Abstract:
Learning Representations for Molecular Sequences Sequence comparison is a vital step in bioinformatics tasks such as annotation of molecules, phylogeny construction, and sequence retrieval. Methods for sequence comparison are broadly divided into alignment-based and alignment free approaches. Alignment-free methods offer some computational advantages – with some loss of sensitivity - and usually rely on high dimensional vector representations based on the bag of words model. This representation excludes contextual information from the sequences. Recent work on representation in Natural Language Processing (NLP) has gained wide popularity across a number of domains. These methods essentially work on the “distributional hypothesis” – that words that occur together frequently have some semantic relationship - and provide a way to generate low dimensional distributed representations of words or sentences while considering contextual information. Motivated by these works in NLP, in this thesis, we aim to address the limitations of alignment and alignment-free methods by developing representation learning methods for bioinformatics tasks. It is notable that for many problems in bioinformatics, the available metadata also plays a role in biological inference. Representation learning frameworks allow metadata to be accommodated along with contextual information in the process of generating sequence representations. More specifically, this research aims to develop scalable, computationally efficient and competitive alignment-free solutions for bioinformatics problems such as protein classification, retrieval, and proteinprotein interaction predictions.

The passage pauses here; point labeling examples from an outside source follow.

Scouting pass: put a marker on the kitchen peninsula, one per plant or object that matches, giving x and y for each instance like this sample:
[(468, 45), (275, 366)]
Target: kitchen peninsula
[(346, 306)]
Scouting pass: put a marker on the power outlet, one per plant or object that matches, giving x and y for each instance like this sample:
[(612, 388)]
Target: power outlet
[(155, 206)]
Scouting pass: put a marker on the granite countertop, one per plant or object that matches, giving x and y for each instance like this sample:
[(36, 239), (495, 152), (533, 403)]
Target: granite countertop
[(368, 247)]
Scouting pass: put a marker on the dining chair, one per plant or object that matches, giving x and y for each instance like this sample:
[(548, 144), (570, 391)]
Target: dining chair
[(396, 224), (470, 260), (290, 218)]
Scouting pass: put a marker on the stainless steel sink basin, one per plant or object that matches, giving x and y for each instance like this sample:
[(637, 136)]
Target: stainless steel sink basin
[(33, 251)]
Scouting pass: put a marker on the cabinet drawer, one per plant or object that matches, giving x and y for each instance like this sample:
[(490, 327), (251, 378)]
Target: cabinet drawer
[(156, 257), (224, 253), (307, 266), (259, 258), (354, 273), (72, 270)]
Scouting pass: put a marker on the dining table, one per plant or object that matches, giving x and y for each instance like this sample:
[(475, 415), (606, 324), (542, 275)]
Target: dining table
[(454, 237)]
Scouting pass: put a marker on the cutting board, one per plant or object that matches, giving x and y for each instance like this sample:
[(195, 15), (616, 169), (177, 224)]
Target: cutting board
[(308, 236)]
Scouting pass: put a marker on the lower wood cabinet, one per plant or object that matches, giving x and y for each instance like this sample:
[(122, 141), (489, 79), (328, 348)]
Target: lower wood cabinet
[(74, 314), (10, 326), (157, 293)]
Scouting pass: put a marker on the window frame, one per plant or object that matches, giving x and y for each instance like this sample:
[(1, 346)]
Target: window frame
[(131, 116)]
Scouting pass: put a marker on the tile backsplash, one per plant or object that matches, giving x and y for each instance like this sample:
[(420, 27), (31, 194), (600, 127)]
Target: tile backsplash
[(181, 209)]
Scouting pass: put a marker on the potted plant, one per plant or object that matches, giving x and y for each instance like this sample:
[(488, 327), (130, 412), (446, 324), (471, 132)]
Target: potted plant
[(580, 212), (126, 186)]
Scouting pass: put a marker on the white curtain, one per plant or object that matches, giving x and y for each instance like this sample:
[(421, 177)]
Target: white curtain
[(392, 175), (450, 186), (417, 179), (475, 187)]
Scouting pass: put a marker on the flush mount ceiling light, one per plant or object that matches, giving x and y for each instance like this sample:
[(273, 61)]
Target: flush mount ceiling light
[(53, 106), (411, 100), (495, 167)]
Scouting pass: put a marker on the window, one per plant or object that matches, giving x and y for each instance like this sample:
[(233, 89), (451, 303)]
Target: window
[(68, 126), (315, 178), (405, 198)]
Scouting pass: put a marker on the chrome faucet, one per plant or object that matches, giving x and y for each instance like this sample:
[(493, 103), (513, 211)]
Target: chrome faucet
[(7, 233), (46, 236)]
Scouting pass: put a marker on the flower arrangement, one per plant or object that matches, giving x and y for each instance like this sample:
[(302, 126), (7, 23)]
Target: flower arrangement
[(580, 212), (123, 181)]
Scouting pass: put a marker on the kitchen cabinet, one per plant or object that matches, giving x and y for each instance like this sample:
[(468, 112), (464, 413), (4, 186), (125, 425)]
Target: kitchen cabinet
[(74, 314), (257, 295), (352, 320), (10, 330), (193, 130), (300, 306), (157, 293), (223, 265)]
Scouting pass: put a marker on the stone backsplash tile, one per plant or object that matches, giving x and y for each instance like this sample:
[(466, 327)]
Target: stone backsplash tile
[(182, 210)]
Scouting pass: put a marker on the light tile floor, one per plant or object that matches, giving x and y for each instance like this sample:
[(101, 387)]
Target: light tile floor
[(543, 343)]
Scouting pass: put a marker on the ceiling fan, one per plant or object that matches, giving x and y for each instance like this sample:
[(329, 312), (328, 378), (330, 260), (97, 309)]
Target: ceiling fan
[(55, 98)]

The main contributions of this thesis are as follows: • Seq2Vec – a new unsupervised framework for learning useful low dimensional representations of molecular sequences. • SuperVec and SuperVecX – novel approaches for fusing meta and sequence information to generate improved embeddings of molecular sequences. • H-SuperVec(X) – a hierarchical algorithm utilising learned representations for sequence comparisons, achieving performance comparable to alignment-based approaches at substantially lower computational cost. • A hybrid system that utilises these alignment-free approaches as a rapid pre-processing filter to reduce the candidate set for an alignment-based algorithm, yielding a substantial speed up in the overall process. • Demonstrated utility of these representation-learning based approaches for a variety of bioinformatics problems, e.g., protein family prediction, protein-protein interactions and homologous sequence retrieval. The representation learning and task-specific approaches proposed in this thesis are generic and can be adapted for similar problems within bioinformatics and other domains.